Вдруг кто-то уверенно и настойчиво стукнул в дверь. Дигги нехотя приоткрыл глаза. Не хотелось бы сейчас встречать и размещать гостей, возиться с лошадьми, кормежкой. Неужели кто-то потащился в путь по такой погоде? Дигги жил в стороне от тракта, к его угодьям сворачивала косая, заросшая травой колея, которая, по правде говоря, была знакома только своим. Обычно он с радостью кормил путников и давал ночлег, но в такой ливень…
Он, кряхтя, поднялся и пошлепал мокрыми парными ногами по половицам. Плечи и голени приятно ныли после тяжелой работы. Открыв дверь,  впустил в комнату путника. Тот был в длинном плаще с капюшоном, на теплый досчатый пол быстро натекла досадная лужа.
- Дигги Ди? – поинтересовался путник и стащил капюшон.
Дигги угрюмо кивнул. Света от камина было явно недостаточно, чтобы рассмотреть, кто перед ним. Голос оказался женским, глубоким, с дыханием. Вроде того, как из свежей булки что-то выпархивает, когда ее кусаешь. Еще говорят, что хлеб дышит. Так вот девушка эта дышала и говорила, будто свежий батон с хрустящей корочкой. Лицо у нее было крупным, рельефным, хотя быть может, всему виной пасмурные тени от очага, что гуляли по комнате вольными всполохами. Ее правый глаз был закрыт повязкой. Дигги вдруг показалось, что он словно видит сквозь сон совершенно отдельно ее грубо высеченные губы. Надо встряхнуться. Девушка была намного ниже его, коренастая, уши торчком, взгляд лисий.

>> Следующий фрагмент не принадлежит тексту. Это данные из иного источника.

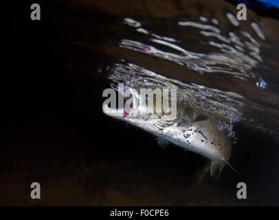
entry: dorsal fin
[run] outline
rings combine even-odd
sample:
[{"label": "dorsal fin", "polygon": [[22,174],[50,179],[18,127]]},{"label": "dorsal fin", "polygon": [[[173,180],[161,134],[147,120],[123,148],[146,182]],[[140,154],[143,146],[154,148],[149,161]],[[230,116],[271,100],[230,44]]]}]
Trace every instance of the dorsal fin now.
[{"label": "dorsal fin", "polygon": [[162,148],[165,148],[168,146],[169,143],[165,138],[158,137],[158,144]]},{"label": "dorsal fin", "polygon": [[223,167],[223,164],[215,162],[212,162],[210,164],[210,177],[217,180],[220,176],[221,171]]}]

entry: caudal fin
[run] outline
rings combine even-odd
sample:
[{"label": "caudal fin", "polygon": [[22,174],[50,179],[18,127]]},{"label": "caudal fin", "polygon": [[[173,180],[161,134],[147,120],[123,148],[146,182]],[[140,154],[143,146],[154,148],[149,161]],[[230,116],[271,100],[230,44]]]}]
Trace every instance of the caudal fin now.
[{"label": "caudal fin", "polygon": [[212,161],[210,164],[210,177],[216,181],[223,166],[223,164]]},{"label": "caudal fin", "polygon": [[[226,164],[227,166],[229,166],[234,172],[236,173],[239,174],[239,172],[238,172],[234,168],[232,167],[230,163],[224,160],[224,163]],[[219,162],[212,162],[210,164],[210,176],[216,180],[218,179],[218,178],[220,176],[221,172],[224,167],[224,164],[223,163],[219,163]]]},{"label": "caudal fin", "polygon": [[239,172],[237,171],[234,168],[232,167],[232,166],[231,164],[230,164],[230,163],[226,161],[225,160],[224,160],[224,162],[225,164],[226,164],[227,166],[229,166],[234,172],[236,172],[236,173],[239,174]]}]

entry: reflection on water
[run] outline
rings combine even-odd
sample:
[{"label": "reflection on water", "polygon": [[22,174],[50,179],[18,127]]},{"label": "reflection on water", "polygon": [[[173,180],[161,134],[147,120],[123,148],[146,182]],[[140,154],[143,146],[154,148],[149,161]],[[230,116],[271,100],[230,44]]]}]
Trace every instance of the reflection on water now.
[{"label": "reflection on water", "polygon": [[[232,123],[243,122],[276,135],[278,94],[269,89],[263,72],[272,68],[262,57],[263,50],[268,50],[263,46],[266,36],[256,22],[248,21],[251,28],[243,30],[232,13],[226,13],[225,18],[229,22],[225,28],[223,21],[205,16],[170,21],[124,18],[115,24],[129,33],[117,43],[119,53],[121,48],[127,49],[144,54],[141,59],[147,62],[166,60],[175,65],[166,76],[166,71],[154,72],[120,56],[119,62],[110,67],[107,77],[128,86],[177,88],[179,102],[186,102],[205,111],[215,118],[216,124],[232,130]],[[183,67],[184,72],[179,66]],[[273,118],[265,118],[263,111]]]}]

Пока он, полусонный, соображал, стоит ли приглашать ее пройти, она проворно выудила из-за пазухи белый, неподписанный конверт и беззаботно поинтересовалась.
- Ты ведь знаешь, что это такое?
- Письмо? – неуверенно предположил Дигги, таращась на ее красную от холода руку, явно знакомую с лопатой или на худой конец с метлой - с короткими, хваткими пальцами.

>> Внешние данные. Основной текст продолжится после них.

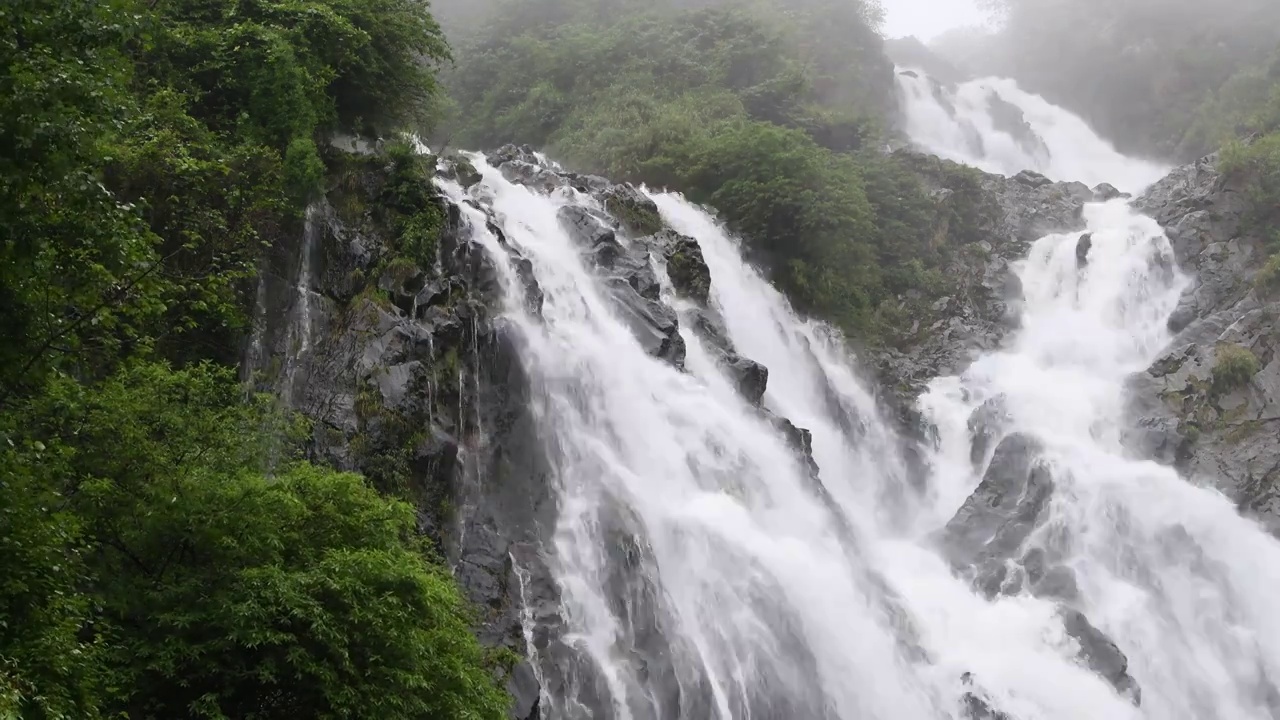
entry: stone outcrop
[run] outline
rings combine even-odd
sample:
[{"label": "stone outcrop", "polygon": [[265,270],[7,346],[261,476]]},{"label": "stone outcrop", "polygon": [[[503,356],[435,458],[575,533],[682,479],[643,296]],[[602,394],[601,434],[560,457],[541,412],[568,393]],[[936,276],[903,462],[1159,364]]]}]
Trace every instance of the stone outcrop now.
[{"label": "stone outcrop", "polygon": [[[398,237],[403,223],[388,209],[388,188],[403,168],[393,169],[372,146],[348,145],[330,150],[339,151],[330,160],[340,177],[308,211],[306,236],[265,259],[246,375],[312,420],[314,460],[360,471],[416,505],[420,530],[479,609],[480,639],[526,659],[506,669],[504,680],[512,717],[531,720],[544,685],[562,696],[557,688],[590,684],[594,670],[561,642],[561,602],[544,550],[557,512],[552,469],[518,343],[497,322],[508,301],[502,274],[474,240],[475,213],[430,192],[431,173],[472,188],[476,199],[488,191],[465,156],[421,158],[422,177],[410,179],[428,188],[439,232],[434,255],[413,255]],[[728,340],[709,305],[712,278],[694,238],[666,228],[653,201],[632,186],[564,172],[527,147],[503,147],[490,160],[535,192],[590,196],[562,206],[558,220],[636,340],[682,369],[687,325],[744,402],[785,432],[823,491],[808,430],[762,407],[768,370]],[[544,295],[532,264],[498,223],[490,219],[488,229],[516,270],[522,287],[515,291],[540,314]],[[621,537],[626,518],[618,523]],[[637,652],[660,671],[672,647],[660,615],[650,612],[654,588],[632,582],[634,565],[644,561],[620,559],[617,600],[639,612]],[[540,666],[529,659],[541,659]]]},{"label": "stone outcrop", "polygon": [[1192,275],[1165,354],[1130,380],[1133,446],[1211,483],[1280,532],[1280,297],[1260,279],[1265,224],[1217,156],[1134,201]]}]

- Гм, - удовлетворенно хмыкнула гостья и похлопала его по плечу, будто старого знакомого, который правильно назвал секретное слово при проходе через ворота.
- Вы, может, прошли бы в дом? – вдруг опомнился Дигги.
И тут же обнаружил, что девушка с усмешкой разглядывает его большие, красные ступни. Но она уже накидывала капюшон.
- Спасибо, - она ухмыльнулась одним уголком рта и помахала приветливо, - я очень скоро буду дома.
Дверь хлопнула, оставив Дигги Ди разглядывать белый конверт.
- Дома? – удивился он. – Где это?
Отсюда во все стороны сплошные поля да лес – хотелось крикнуть ему вдогонку. Останьтесь, переждите непогоду!
Озадаченный, он обнаружил, что сон слетел, будто бы ветром унесло те смутные очертанья листьев на далеком дереве, что так неясно выступали из тумана. Он уселся обратно в кресло и отодвинул ногой таз. Конверт был запечатан, Дигги, посмотрев на просвет, оторвал край и достал письмо. Совершенно белый, чистый лист бумаги, невероятно красивый в отблесках каминного огня, он не был обезображен ни единой черточкой, точкой или даже соринкой.
- Дело, кажется, запутывается, - пробормотал Дигги, вертя листок и тщетно силясь что-нибудь уяснить или припомнить.
Но вскоре глаза его снова стали слипаться, тело налилось тяжестью. Он зевнул, почесал бороду, тряхнул головой, сунул листок с конвертом на полку и пошлепал в спальню.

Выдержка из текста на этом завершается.